Le Hasard et le Vagabond a été confiée à Laurent Busine, qui a longtemps fait partie du comité d’acquisition de ce Frac et qui connaît donc bien la collection. Plus qu’une exposition historique ou thématique, c’est une promenade au sein de celle-ci, qui tend montrer toutes les possibilités et les ouvertures qu’offre le dessin et qui, pour ce faire, revient à la fable de Pline l’Ancien, selon laquelle le dessin serait né du geste d’une jeune fille qui, désirant un jour fixer sur un mur le profil de son bien-aimé, se serait servi d’un charbon de bois et aurait suivi le tracé de l’ombre de sa tête pour le faire. Elle s’ouvre d’ailleurs par une œuvre de Jean-Michel Alberola qui n’est pas un dessin au sens traditionnel du terme, mais un néon, c’est-à-dire une manière de tracer une ligne dans l’espace avec ce matériau qui peut être celui des enseignes publicitaires. Et plus loin dans l’exposition, on trouve aussi des vidéos, comme celle très étonnante de Angel Vergara Santiago, qui met en abyme l’artiste en train de dessiner une femme qui tient dans ses mains une reproduction de l’Autoportrait à la palette de Manet (Jeune femme au miroir, 2007). Ou une sublime photo en diptyque de Jean-Luc Mylayne, qui représente, bien sûr, des oiseaux dans la nature, mais qui fait surtout sens ici pour le dessin dans l’espace que ceux-ci réalisent et qui est accompagnée d’un plan de l’exposition dans lequel l’artiste explique l’importance et la constance du dessin dans sa pratique photographique.

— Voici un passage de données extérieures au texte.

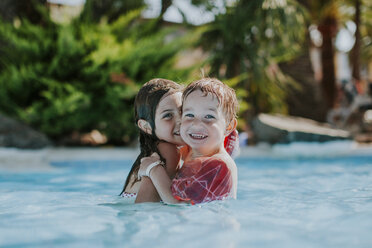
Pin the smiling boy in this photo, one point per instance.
(208, 173)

Il n’y a rien de démonstratif dans cet accrochage subtil de Laurent Busine. Plus une mise en relation entre les œuvres, un jeu avec leur plein et leur délié, une manière de voir comment elles dialoguent et se répondent. Ainsi, à une vidéo d’Edith Dekyndt dans laquelle de l’encre rouge diluée dans de l’eau forme une série d’entrelacs répondent de très beaux dessins à la sanguine de Didier Trenet ou une œuvre au spray de Penone. Ainsi, un ensemble de très touchants dessins d’Anne-Marie Schneider, qui a été en résidence au Frac, prolonge-t-il une feuille abstraite toute en longueur, d’une précision et d’une sensualité étonnantes de Gabriel Orozco. Ainsi, des étoiles d’Hubert Kiecol  deviennent-elles des fleurs de Sylvia Bächli si on leur ajoute une tige. Au total, ce sont 42 œuvres de 21 artistes qui sont mises en avant et qui sont ponctuées par des miniatures du XIXe siècle qui ne font pas partie de la collection de l’institution, mais qui sont des représentations de l’acte de dessiner. Et dans cette déambulation élégante, des rapprochements se font, des histoires se nouent et le spectateur, sans pouvoir vraiment l’expliquer, sort avec le sentiment que ce hasard évoqué dans le titre a bien fait les choses.

-Drawing Now jusqu’à dimanche 31 mars au Carreau Temple, 75003 Paris (www.drawingnowartfair.com)

-DDessin jusqu’au dimanche 31 mars à l’Atelier Richelieu, 60 rue de Richelieu 75002 Paris (www.ddessinparis.com)

Le Hasard et le vagabond jusqu’au 29 juin, au Frac Picardie, 45 rue Pointin 80000 Amiens (www.frac-picardie.org)

 

Images : vue partielle du mur avec les œuvres d’Edi Dubien sur le stand de la galerie Alain Gutharc à Drawing Now ; performance de Marianne Mispelaëre à Drawing Now ; Marlene Dumas, Two of a kind, 1994 © Marlene Dumas (œuvre présentée dans le cadre de l’exposition Le Hasard et le Vagabond au Frac Picardie).